Hubris today is defined as an overwhelming sense of pride or self- confidence; or even arrogance. Hubris is most often tied to the pride, one of the seven deadly sins. It’s commonly believed that hubris is dangerous for the individual and that it can even lead to a fatal retribution. In Greek literature hubris always led to the protagonist’s downfall. The most notable example is that of Icarus. Icarus was the son of Daedalus, a craftsman so skilled it was said that he could create moving images. Daedalus was eventually exiled and imprisoned in Crete. Longing a sense of freedom and to escape Daedalus made two sets of wings made out of wax so that he and his son could escape the unfortunate circumstance. There were only two problems with the wings that Daedalus warned his son about; the wings couldn’t come to close to the sun nor the sea. Once Icarus put the wings on and began to soar hubris took over and he flew to close to the sun, thus melting his wax wings. Icarus then fell into the sea below which present day bears his name, the Icarian Sea. If only hubris hadn’t taken over Icarus would have lived to successfully escape.
Recently I did a blog about the seven deadly sins. I even included the ones that I suffer from the most; I wasn’t surprised when I found out I suffered the most from pride. That really made me start thinking. It is rumored pride is the only sin that a person can’t beat and that pride comes before a big fall. Since then I have thought about when pride crosses over to hubris and if I am in fact that close. In ancient times mortals had the gods to keep them in place and make sure that they didn’t get out of line. In today’s times we have employers, community and church leaders, and good friends to make sure that we don’t get too full of ourselves. The question becomes what can a person do for themselves to realize what is too far or too much of a sense of pride?

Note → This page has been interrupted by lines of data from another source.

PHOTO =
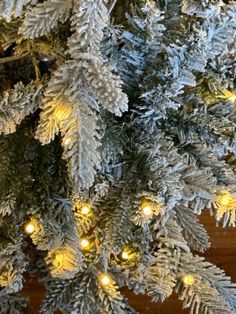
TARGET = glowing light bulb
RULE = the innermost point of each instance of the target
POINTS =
(67, 141)
(125, 255)
(29, 228)
(84, 243)
(105, 279)
(62, 112)
(147, 209)
(224, 199)
(86, 209)
(229, 95)
(188, 280)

With the twenty-something years I have been alive I have been a fortunate and promising individual. Whenever I looked I was doing something that my peers and even some adults weren’t doing. I was baptized at the age of four by my choice, from there I was one of the three people to start the student government association at my elementary school, in addition being the first year book editor and I would even be left in charge of the office. All of that was by the age of eleven. From there I went on to concur playing two instruments, National Junior Honor Society, overcoming my mother’s passing and the accomplishments continued to add up. Never did I think I was gaining a big ego or overvaluing myself.
Once I reached high school I didn’t slow down, in fact I sped up and added more to my plate. It was finally in high school I gained self confidence. I think then was the first time people began to see me as arrogant or anything of the like. Most of the time I ignored the talk because I have never thought I am better than anyone else; I just figured that people had a problem because I was moving upward and doing a lot in high school, the church, and my community. Once I graduated high school as Salutatorian I continued to do more and more once I reached college. I felt that if I wasn’t moving forward I was moving backwards. Again I encountered the arrogance and stuck up talk, but I ignored it because I know at the end of the day it’s not me.
Reading more and more of Greek literature helped me to understand what some of those characters went through and perhaps where the differences begin to develop in life. The mortals back then had reasons to believe why they were good or possibly even deserving of more as I have. I always figured that arrogance partially came from an empty feeling of entitlement. One thing I know I can do is look back on my accomplishments and feel proud of what I have done in life. The bad part is sometimes looking back all a person can do is see the end result, not the struggling to get there and that someone else was only a half inch away. Truly it is amazing to see just how much of a slippery slope pride becomes. It’s dangerous, it allows a person to believe they aren’t prideful until it’s too late and by that time the person believes they have a reason to be prideful but they don’t realize truly how bad they are. By the time that conclusion is reached hubris sets in and it takes a fatal or near fatal action to place a mortal being in place. With the state of the nation I believe I have come to my low point or significant setback in life.
The trick, the thing that a person can ultimately do is never believe how great they really are. Once you start believing the hype and the way people treat you your ego automatically develops and grows. I am in the state where I know realize what it’s going to take for me to get out of my hubris state and death defying fall; I can no longer look back. There is a term that I am officially adopting, “I am only as good as my next victory”. Now that I am out of college the time for setbacks is over and the pressure to succeed has become that much more real. I know one thing; I won’t go into the history books for hubris.